BOSTON - Healthcare organizations have a lot on their plates nowadays, and the challenges are only growing. Meaningful use is a big one, of course - not least Stage 2's new focus on patient engagement.
Another is a lack of new physicians, with the Association of American Medical Colleges projecting a shortage of some 150,000 docs in the coming years - even as ACA is set to add millions of newly-insured patients to the rolls. Still another is low health literacy, especially on the part of many of those same new patients.
Could virtual reality be the answer? Timothy Bickmore, associate professor at Northeastern University's College of Computer and Information Science, thinks so.
Bickmore works with relational agents, which he describes as "computational artifacts designed to build and maintain long-term, social-emotional relationships with their users."
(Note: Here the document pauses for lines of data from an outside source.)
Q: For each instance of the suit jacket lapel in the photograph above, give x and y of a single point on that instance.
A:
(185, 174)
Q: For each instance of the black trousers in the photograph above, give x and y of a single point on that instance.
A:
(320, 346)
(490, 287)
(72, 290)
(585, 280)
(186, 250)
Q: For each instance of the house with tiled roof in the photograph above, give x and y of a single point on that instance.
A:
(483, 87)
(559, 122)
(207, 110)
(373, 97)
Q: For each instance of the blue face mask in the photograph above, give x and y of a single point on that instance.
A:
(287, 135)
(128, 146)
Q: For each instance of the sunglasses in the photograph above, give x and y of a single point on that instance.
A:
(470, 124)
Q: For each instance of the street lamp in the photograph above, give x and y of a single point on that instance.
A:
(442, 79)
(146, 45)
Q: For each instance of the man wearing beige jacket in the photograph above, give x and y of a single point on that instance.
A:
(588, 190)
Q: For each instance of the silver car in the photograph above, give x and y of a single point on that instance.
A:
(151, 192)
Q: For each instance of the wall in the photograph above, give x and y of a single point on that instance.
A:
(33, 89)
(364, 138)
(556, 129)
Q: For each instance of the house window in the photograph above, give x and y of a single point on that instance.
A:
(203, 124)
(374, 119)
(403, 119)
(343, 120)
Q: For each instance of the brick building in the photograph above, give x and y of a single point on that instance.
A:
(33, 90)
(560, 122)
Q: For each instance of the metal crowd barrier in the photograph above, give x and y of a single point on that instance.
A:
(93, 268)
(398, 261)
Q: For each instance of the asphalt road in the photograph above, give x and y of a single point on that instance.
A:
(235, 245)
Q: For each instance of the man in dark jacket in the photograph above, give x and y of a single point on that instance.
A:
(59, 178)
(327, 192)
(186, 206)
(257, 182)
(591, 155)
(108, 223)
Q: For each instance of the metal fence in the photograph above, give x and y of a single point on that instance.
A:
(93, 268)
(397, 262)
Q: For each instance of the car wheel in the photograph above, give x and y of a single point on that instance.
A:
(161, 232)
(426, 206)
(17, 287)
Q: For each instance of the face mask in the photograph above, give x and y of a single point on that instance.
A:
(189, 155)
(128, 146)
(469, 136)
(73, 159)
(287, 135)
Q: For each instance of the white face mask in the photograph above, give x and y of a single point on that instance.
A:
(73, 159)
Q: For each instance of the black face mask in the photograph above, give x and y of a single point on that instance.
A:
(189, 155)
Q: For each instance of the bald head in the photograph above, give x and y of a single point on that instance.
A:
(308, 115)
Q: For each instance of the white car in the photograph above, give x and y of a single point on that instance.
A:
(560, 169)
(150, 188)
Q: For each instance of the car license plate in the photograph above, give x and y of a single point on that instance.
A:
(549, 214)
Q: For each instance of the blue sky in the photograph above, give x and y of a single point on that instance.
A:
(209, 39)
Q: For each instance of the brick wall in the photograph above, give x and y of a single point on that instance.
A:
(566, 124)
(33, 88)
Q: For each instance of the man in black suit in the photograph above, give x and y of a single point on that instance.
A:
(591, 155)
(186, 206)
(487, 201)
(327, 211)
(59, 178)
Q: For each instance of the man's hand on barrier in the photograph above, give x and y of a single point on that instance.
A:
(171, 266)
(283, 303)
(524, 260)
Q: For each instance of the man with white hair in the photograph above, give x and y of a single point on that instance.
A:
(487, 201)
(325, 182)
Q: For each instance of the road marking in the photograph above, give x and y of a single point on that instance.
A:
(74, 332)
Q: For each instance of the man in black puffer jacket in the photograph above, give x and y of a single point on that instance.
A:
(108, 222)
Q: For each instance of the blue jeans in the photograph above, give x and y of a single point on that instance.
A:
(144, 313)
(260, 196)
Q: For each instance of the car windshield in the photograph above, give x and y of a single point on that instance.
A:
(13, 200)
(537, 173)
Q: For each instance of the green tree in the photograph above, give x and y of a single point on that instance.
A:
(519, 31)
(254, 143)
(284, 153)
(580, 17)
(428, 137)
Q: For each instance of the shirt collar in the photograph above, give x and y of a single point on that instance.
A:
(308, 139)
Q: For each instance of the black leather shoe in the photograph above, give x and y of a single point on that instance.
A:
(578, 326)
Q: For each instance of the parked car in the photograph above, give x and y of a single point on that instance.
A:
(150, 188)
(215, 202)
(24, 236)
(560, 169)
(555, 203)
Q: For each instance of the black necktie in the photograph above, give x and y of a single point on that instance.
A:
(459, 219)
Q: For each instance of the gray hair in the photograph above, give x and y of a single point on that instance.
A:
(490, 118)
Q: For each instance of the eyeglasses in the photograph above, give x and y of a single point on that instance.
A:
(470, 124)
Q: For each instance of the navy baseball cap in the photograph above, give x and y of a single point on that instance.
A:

Avatars like them, sometimes called "chatbots," have found footholds in the airline industry, at IKEA, at AT&T and beyond, offering help in lieu of actual humans. Health insurers, such as Aetna - whose online "Ann" avatar, unveiled in 2010, talks to plan members and takes their questions as she helps them navigate their benefits on the site - use them. But these intelligent virtual assistants (IVAs) could soon be poised for a much more significant clinical role.
Gartner has predicted that within the next eight years perhaps 85 percent of interactions between customers and companies could take place without a human on the other end. Healthcare could soon be headed for a similar shift, according to Tim Bickmore, associate professor in the College of Computer and Information Science at Northeastern University.
Working toward his Ph.D at the MIT Media Lab years ago, Bickmore's research included the study of "face-to-face conversation between people as a kind of user interface." That meant "studying hand gestures, facial displays of emotion, body posture shifts and head nods, and how these are used to convey information in face-to-face conversation."
His dissertation showed how that type of virtual interface could be brought to bear on healthcare counseling: "studying how doctors talk to patients, how nurses talk to patients and how we can take best practices from face-to-face counseling and build that into automated systems for educating patients and doing longitudinal health behavior change interventions."
Now he develops these virtual agents, which he says are well suited for healthcare, especially in areas around education and behavior change. He does so after real-life research of provider-patient interactions.